PYTHON_COMPAT=( python2_7 )

PYTHON_REQ_USE='threads(+)'

#EPYTHON='python2.7'

inherit eutils toolchain-funcs flag-o-matic python-any-r1 waf-utils     <========

DESCRIPTION="Digital Audio Workstation"

HOMEPAGE="http://ardour.org/"

if [[ ${PV} == *9999* ]]; then

   EGIT_REPO_URI="http://git.ardour.org/ardour/ardour.git"

   inherit git-r3

else

   KEYWORDS="~amd64 ~x86"

   SRC_URI="mirror://gentoo/Ardour-${PV}.0.tar.bz2 -> ${P}.tar.bz2"
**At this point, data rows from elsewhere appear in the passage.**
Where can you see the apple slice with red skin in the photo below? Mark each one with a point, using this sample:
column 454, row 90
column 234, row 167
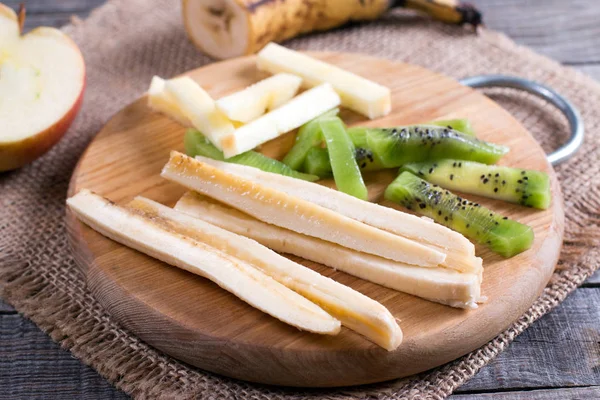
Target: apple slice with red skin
column 42, row 80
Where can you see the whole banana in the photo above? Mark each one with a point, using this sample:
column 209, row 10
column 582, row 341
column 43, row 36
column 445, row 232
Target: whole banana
column 231, row 28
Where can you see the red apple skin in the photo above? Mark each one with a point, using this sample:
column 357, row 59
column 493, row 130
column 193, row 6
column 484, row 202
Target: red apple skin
column 14, row 155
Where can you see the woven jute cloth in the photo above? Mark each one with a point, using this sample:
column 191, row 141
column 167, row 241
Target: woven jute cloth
column 125, row 43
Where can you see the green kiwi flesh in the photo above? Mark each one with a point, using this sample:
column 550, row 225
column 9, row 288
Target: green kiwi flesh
column 462, row 125
column 346, row 173
column 395, row 147
column 502, row 235
column 317, row 163
column 520, row 186
column 197, row 145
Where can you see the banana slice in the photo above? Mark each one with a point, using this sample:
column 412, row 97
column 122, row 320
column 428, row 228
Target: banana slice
column 357, row 93
column 252, row 102
column 291, row 115
column 293, row 213
column 199, row 108
column 353, row 309
column 159, row 100
column 155, row 237
column 460, row 251
column 440, row 285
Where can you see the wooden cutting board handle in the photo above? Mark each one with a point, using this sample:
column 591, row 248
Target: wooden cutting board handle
column 231, row 28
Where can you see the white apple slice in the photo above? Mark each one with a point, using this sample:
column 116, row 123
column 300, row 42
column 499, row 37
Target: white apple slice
column 358, row 94
column 161, row 101
column 291, row 115
column 252, row 102
column 199, row 108
column 158, row 238
column 42, row 80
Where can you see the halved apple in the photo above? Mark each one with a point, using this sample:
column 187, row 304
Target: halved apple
column 42, row 80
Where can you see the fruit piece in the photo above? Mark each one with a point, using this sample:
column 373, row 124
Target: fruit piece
column 346, row 173
column 462, row 125
column 460, row 252
column 199, row 108
column 42, row 80
column 289, row 116
column 161, row 101
column 521, row 186
column 231, row 28
column 365, row 158
column 252, row 102
column 502, row 235
column 197, row 145
column 355, row 310
column 357, row 93
column 308, row 137
column 317, row 163
column 436, row 284
column 290, row 212
column 159, row 238
column 417, row 143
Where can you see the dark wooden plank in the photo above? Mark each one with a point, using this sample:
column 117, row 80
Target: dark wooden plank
column 5, row 308
column 567, row 31
column 562, row 349
column 46, row 6
column 544, row 394
column 32, row 366
column 54, row 13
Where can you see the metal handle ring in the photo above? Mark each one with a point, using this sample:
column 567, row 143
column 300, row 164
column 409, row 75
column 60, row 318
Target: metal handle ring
column 573, row 116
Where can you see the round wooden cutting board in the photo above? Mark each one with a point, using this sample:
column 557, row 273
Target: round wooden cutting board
column 194, row 320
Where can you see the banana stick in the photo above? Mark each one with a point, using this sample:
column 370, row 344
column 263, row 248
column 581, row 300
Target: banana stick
column 231, row 28
column 440, row 285
column 355, row 310
column 154, row 237
column 291, row 212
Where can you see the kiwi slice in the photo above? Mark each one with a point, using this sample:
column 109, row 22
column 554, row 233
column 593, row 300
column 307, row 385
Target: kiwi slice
column 502, row 235
column 308, row 137
column 417, row 143
column 317, row 163
column 365, row 158
column 197, row 145
column 462, row 125
column 346, row 172
column 521, row 186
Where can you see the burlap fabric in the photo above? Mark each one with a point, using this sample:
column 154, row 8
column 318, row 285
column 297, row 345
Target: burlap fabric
column 125, row 43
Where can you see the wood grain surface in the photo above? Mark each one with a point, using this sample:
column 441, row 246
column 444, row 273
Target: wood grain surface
column 194, row 320
column 28, row 345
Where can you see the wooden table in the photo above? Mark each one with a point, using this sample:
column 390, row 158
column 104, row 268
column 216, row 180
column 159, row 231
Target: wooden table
column 557, row 358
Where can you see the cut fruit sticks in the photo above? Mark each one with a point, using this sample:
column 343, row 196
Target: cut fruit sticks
column 161, row 101
column 441, row 285
column 199, row 108
column 281, row 209
column 156, row 238
column 355, row 310
column 460, row 251
column 252, row 102
column 357, row 93
column 293, row 114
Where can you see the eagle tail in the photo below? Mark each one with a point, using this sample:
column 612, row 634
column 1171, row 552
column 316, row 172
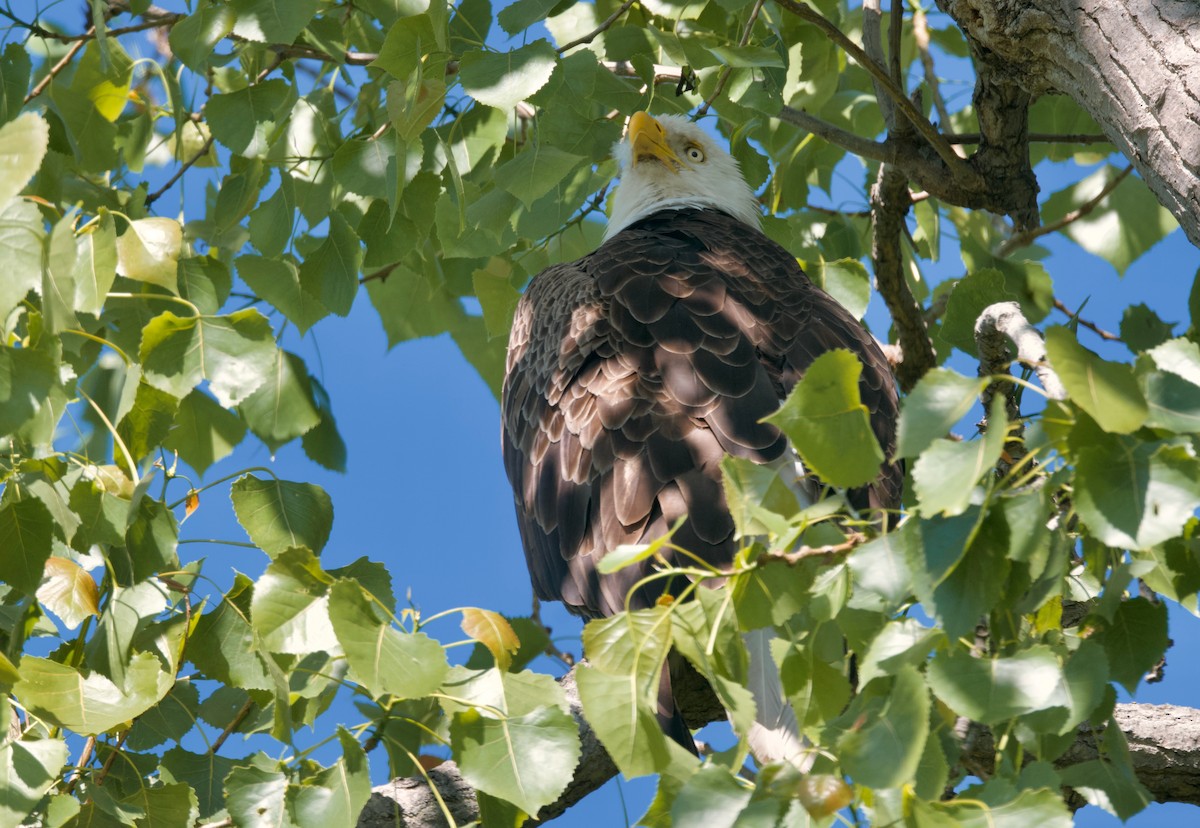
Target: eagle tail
column 667, row 713
column 775, row 733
   S="${WORKDIR}/Ardour-${PV}.0"

fi

LICENSE="GPL-2"

SLOT="5"

IUSE="altivec doc jack cpu_flags_x86_sse cpu_flags_x86_mmx cpu_flags_x86_3dnow"

RDEPEND="

   >=dev-cpp/glibmm-2.32.0

   >=dev-cpp/gtkmm-2.16:2.4

   >=dev-cpp/libgnomecanvasmm-2.26:2.6

   dev-libs/boost:=

   >=dev-libs/glib-2.10.1:2

   dev-libs/libsigc++:2

   >=dev-libs/libxml2-2.6:2

   dev-libs/libxslt

   >=gnome-base/libgnomecanvas-2

   media-libs/alsa-lib

   media-libs/aubio

   media-libs/flac

   media-libs/freetype:2

   media-libs/libart_lgpl

   media-libs/liblo

   >=media-libs/liblrdf-0.4.0-r20

   >=media-libs/libsamplerate-0.1

   >=media-libs/libsndfile-1.0.18

   >=media-libs/libsoundtouch-1.6.0

   media-libs/raptor:2

   >=media-libs/rubberband-1.6.0

   >=media-libs/taglib-1.7

   media-libs/vamp-plugin-sdk

   net-misc/curl

   sys-libs/readline:0=

   sci-libs/fftw:3.0[threads]

   virtual/libusb:0

   x11-libs/cairo

   >=x11-libs/gtk+-2.8.1:2

   x11-libs/pango

   jack? ( virtual/jack )

   >=media-libs/slv2-0.6.1

   media-libs/lilv

   media-libs/sratom

   dev-libs/sord

   >=media-libs/suil-0.6.10

   >=media-libs/lv2-1.4.0"

DEPEND="${RDEPEND}

   ${PYTHON_DEPS}

   jack? ( virtual/jack )

   sys-devel/gettext

   virtual/pkgconfig

   doc? ( app-doc/doxygen[dot] )"

pkg_setup() {

   if has_version \>=dev-libs/libsigc++-2.6 ; then

      append-cxxflags -std=c++11

   fi

   python-any-r1_pkg_setup

}

src_prepare(){

   eapply_user

   if ! [[ ${PV} == *9999* ]]; then

      eapply "${FILESDIR}"/${PN}-4.x-revision-naming.patch

      touch "${S}/libs/ardour/revision.cc"

   fi

   sed 's/'full-optimization\'\ :\ \\[.*'/'full-optimization\'\ :\ \'\','/' -i "${S}"/wscript || die

   MARCH=$(get-flag march)

   OPTFLAGS=""

   if use cpu_flags_x86_sse; then

      if [[ ${MARCH} == "i686" ]] || [[ ${MARCH} == "i486" ]]; then

         elog "You enabled sse but use an march that does not support sse!"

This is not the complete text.